論理に欠ける。道徳に反している。なにより神聖な処刑を放棄した。だが今は考える余裕もない。
「死神様、門が!」
エリーゼの指差す先、多くの衛兵によって固められ、さらに城門は少しずつ閉まり始めている。
「っ……無理なのか」
全身から力が抜けそうになる。エリーゼを投げ出し、そのまま地面に倒れてしまいそうだ。
薄くぼんやりとする視界。そこには、さらに多くの人が映る。
「王女殿下の道を開けろ!」
民たちだ。さきほどの演説を聴いた一般市民が大挙して衛兵へと押し寄せる。
武装した彼らでさえ、この数を相手取ることはできない。これなら間に合う。
「しっかり捕まっていてください」
ぐんと加速し、閉まりゆく門めがけて走る。走る──ひとり分の僅かな隙間に身体を滑り込ませ、間一髪門の外へと脱出した。
腕の中にいるエリーゼは視界をぐるぐると回し、もはや言葉すら失っている。暴れられるよりは都合がいい。

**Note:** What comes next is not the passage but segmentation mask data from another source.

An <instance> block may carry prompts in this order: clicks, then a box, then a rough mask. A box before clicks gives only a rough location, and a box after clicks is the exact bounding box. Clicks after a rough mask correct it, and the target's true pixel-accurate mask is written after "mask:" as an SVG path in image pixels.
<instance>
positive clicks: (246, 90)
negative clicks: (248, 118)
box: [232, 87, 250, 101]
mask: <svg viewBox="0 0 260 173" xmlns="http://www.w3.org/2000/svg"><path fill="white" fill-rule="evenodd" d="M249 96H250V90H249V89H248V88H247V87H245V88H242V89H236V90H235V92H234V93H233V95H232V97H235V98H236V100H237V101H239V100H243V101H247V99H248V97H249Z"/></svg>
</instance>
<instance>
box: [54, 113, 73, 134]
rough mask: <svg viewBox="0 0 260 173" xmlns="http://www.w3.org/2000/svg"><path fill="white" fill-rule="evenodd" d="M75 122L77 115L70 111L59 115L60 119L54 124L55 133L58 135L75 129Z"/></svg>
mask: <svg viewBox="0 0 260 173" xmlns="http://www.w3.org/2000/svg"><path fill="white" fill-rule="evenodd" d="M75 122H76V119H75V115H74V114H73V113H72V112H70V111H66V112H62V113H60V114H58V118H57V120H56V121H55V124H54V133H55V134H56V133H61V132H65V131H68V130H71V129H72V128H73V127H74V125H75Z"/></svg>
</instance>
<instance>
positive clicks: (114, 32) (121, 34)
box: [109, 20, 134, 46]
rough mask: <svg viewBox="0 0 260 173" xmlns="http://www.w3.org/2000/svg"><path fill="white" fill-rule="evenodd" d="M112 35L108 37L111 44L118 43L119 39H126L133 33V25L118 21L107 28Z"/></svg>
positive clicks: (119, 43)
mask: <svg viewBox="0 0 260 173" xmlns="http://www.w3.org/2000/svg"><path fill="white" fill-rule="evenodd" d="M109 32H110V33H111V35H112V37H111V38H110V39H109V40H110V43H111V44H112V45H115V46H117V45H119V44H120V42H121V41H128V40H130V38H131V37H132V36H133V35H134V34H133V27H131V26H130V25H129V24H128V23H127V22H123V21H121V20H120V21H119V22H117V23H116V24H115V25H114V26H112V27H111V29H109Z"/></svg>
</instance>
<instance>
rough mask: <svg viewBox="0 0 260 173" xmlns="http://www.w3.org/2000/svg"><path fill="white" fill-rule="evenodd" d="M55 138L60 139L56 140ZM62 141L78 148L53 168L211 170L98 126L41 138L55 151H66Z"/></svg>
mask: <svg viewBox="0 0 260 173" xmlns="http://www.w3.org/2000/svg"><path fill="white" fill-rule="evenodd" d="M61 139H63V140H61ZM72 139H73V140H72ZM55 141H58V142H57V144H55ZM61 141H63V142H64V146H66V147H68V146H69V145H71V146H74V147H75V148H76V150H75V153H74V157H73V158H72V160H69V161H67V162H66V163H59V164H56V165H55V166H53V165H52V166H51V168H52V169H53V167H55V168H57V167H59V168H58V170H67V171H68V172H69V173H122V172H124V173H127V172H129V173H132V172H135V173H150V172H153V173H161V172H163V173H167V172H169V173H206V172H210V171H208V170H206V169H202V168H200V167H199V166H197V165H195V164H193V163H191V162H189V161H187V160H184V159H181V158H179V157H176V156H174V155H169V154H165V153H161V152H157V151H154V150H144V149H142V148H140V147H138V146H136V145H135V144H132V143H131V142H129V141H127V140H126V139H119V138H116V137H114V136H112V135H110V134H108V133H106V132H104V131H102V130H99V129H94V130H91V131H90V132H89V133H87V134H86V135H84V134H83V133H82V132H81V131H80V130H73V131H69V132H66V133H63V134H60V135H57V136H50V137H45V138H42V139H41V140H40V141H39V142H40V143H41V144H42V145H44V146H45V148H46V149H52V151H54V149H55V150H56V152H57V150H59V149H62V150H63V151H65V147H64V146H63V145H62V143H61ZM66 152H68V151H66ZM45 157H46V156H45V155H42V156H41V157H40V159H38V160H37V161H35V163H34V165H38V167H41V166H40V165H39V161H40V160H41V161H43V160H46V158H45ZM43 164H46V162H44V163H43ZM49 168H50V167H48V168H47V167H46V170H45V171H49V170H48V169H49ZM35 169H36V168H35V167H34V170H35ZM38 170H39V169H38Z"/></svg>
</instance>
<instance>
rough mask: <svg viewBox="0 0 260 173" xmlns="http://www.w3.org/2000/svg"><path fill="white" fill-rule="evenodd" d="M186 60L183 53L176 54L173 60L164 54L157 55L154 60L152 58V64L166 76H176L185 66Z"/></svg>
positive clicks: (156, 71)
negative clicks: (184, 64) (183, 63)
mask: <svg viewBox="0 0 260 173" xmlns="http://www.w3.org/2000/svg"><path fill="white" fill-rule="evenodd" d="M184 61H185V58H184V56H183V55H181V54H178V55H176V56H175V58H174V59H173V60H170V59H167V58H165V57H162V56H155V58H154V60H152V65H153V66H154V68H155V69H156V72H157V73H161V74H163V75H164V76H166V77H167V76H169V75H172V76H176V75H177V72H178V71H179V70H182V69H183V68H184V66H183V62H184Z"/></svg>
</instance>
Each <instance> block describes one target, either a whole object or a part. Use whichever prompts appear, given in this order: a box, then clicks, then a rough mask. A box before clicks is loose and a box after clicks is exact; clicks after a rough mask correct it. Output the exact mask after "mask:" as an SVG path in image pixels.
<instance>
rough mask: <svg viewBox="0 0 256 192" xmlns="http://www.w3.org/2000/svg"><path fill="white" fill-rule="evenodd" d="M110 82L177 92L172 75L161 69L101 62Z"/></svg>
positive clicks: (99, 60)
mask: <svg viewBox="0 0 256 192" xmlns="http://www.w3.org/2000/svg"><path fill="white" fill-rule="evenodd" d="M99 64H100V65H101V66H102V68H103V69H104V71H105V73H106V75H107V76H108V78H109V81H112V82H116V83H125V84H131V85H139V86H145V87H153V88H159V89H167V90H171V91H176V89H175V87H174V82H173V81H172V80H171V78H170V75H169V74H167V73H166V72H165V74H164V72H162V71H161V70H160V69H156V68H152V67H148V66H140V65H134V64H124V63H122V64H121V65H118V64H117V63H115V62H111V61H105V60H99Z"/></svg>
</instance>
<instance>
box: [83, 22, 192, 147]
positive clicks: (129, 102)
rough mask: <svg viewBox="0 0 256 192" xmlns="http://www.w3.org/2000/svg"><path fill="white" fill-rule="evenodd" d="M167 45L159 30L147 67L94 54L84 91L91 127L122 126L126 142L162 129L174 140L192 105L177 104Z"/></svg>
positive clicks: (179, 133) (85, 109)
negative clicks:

「今は逃げましょう。安全な場所まで、俺が送り届けます」
ラトスは途切れ途切れの思考を巡らせる。
安全な場所とはどこだ。どこまで逃げればいい。いつまで逃げればいい。
そもそもこんな状況に陥った俺は、何がしたくて走った?
──俺にはまだ、自分自身が起こした行動の理由がわからない。